Storing memories or embeddings inside .sf/sf.db.
Auto-staging untracked files that sf merely observed.

System Flow

repo files + git + docs + CI + package manifests + prior runs
        |
        v
Repo Profiler
        |
        v
Risk Classifier
        |
        v
Harness Planner <---- Singularity Memory recall
        |
        v
Template Kit Registry
        |
        v
Harness Writer ---- tracked files: SPEC, ARCHITECTURE, harness/, gates/, CI snippets
        |
        v
Evidence Runner ---- .sf/sf.db: runs, cases, results, observations, drift
        |
        v
Memory Retainer ---- Singularity Memory: patterns, anti-patterns, repo risk notes
        |
        v
Evolution Engine ---- schedules harness update proposals

Auto-flow Integration

Repo-native harnessing should enter the sf flow in stages. The early stages are read-only or evidence-only; prompt behavior changes come after fixtures exist.

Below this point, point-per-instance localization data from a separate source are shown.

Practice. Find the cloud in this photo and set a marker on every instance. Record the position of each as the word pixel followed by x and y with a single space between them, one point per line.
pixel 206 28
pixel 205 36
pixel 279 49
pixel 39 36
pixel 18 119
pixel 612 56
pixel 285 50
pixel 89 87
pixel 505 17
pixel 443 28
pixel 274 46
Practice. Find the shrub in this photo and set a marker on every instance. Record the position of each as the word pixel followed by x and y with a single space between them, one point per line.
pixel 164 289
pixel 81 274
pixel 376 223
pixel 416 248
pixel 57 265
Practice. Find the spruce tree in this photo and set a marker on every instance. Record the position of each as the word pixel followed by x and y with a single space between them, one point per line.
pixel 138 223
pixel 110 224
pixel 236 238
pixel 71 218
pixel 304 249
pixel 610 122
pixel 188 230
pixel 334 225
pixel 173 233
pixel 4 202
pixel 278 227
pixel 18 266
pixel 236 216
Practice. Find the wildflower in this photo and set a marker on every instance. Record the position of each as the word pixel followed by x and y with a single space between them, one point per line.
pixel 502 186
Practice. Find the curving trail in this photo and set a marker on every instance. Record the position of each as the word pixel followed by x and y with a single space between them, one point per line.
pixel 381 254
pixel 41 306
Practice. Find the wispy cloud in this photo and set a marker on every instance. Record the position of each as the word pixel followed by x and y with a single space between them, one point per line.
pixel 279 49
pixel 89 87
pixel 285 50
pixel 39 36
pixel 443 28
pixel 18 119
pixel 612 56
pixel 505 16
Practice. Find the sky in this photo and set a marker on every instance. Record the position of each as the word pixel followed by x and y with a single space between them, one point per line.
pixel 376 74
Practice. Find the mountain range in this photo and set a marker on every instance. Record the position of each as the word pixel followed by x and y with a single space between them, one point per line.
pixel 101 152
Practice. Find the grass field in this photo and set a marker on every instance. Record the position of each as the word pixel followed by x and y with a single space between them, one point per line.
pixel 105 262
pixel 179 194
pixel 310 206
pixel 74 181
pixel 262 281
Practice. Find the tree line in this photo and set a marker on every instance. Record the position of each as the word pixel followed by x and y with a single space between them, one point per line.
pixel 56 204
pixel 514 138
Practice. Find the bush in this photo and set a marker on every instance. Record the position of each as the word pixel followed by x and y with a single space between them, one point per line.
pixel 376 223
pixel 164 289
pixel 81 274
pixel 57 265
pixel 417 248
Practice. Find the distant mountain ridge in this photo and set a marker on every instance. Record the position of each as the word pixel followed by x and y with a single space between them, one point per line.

Flow point	Add now or later	Behavior
Session start / `sf init`	First implementation slice	Create a read-only `RepoProfile` snapshot from source, docs, CI, manifests, git status, and prior run history.
Plan phase	Later, after profiler tests	Surface missing harness coverage as a planning input, not as an automatic file write.
Execute phase	Later	Allow a task to adopt a proposed harness file only when the task plan claims it.
Verify phase	First implementation slice after manifest	Run harness commands and eval suites declared in `harness/manifest.json`.
PostUnit hook	First implementation slice	Store evidence summaries in `.sf/sf.db`; retain durable learnings and anti-patterns into Singularity Memory.
Reassess phase	Later	Use failed gates and repeated drift to propose harness updates.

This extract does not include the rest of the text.